Christine Blasey Ford, who attended an all-girls high school while Kavanaugh attended Georgetown Prep, says that Kavanaugh pushed her down on the bed, covered her mouth to muffle her protests, and tried to remove her clothes. She says that Kavanaugh’s friend Mike Judge was in the room at the time.

Deborah Ramirez, the second woman to come forward with an allegation against Kavanaugh, says that in college, he thrust his penis in her face while laughing.

And Julie Swetnick, the third woman to come forward with allegations, says that she witnessed Kavanaugh and his friends take advantage of inebriated women at parties and that she was assaulted at one of these parties. (She did not directly say that Kavanaugh assaulted her.)

Prior to Thursday’s hearing, Kavanaugh repeatedly denied all of the allegations made against him and presented a very chaste version of himself as a teenager.

“I was focused on academics and athletics, going to church every Sunday at Little Flower, working on my service projects, and friendship,” he said in his Fox News interview. “I did not have sexual intercourse or anything close to sexual intercourse in high school or for many years thereafter.”

To be clear, one can still go to church, perform service projects, and not have sexual intercourse, yet still commit sexual harassment or assault.

But there’s a disconnect here in that when he was a teen, Kavanaugh presented himself in a very different way, in part through a yearbook entry that appears to be rife with jokes about heavy drinking (“100 kegs or bust” and “Beach Week Ralph Club”) and sex, including “Have you boofed yet?” among others (“The Devil’s Triangle” and “Renate Alumnius”).

And on Thursday, Kavanaugh seemingly shrugged off questions about what the yearbook entry meant, or gave different explanations than his classmates might have when it came to jokes about drinking and sex.
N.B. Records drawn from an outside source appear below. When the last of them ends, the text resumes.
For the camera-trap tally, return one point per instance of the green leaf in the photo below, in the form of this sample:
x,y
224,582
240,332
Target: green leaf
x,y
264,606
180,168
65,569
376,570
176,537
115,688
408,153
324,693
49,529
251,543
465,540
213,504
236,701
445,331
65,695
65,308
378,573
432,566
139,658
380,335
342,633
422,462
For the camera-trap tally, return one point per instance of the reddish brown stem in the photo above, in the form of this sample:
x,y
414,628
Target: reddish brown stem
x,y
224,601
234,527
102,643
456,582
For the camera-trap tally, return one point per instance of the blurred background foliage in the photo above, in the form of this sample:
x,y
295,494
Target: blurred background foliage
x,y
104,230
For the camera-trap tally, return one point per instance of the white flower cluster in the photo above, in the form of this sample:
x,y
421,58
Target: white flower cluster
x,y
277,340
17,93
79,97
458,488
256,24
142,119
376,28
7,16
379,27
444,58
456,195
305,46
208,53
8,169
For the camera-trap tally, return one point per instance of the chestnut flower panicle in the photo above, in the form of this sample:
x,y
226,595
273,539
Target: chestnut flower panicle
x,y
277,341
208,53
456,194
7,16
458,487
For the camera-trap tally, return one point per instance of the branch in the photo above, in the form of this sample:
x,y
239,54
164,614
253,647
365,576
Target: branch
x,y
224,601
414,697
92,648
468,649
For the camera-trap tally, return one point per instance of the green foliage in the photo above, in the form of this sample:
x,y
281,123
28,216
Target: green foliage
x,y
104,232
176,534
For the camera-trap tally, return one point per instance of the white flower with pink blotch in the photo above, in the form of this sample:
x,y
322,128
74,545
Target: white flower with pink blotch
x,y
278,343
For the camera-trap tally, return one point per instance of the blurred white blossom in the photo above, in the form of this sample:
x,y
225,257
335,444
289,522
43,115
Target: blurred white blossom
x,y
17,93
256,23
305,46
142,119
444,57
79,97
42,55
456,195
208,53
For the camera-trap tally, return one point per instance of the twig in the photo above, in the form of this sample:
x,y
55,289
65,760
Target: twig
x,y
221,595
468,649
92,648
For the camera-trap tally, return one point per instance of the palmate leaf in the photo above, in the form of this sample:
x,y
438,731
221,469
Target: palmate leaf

In saying that “boofing” refers to farting, Kavanaugh appeared to cast himself and Judge as more immature than nefarious or misogynistic.

He also argued that he was trying to be absurd, and blamed that absurdity in part on the yearbook’s editors.

“I think some editors and students wanted the yearbook to be some combination of Animal House, Caddyshack, and Fast Times at Ridgemont High, which were all recent movies at that time,” he said. “Many of us went along in the yearbook to the point of absurdity. This past week, my friends and I have cringed when we read about it and talked to each other.”

None of these “absurdities” confirm that Kavanaugh committed sexual assault, nor do they confirm that he isn’t the man he says he is. It’s possible that they were empty brags and jokes.

But even when he spoke about the yearbook entry during Thursday’s hearing, his statements rang false to many observers. In the end, regardless of what he actually meant by “Have you boofed yet?” it’s no wonder, in light of the allegations made against him, that many people searching for answers have questioned his intentions in using the term.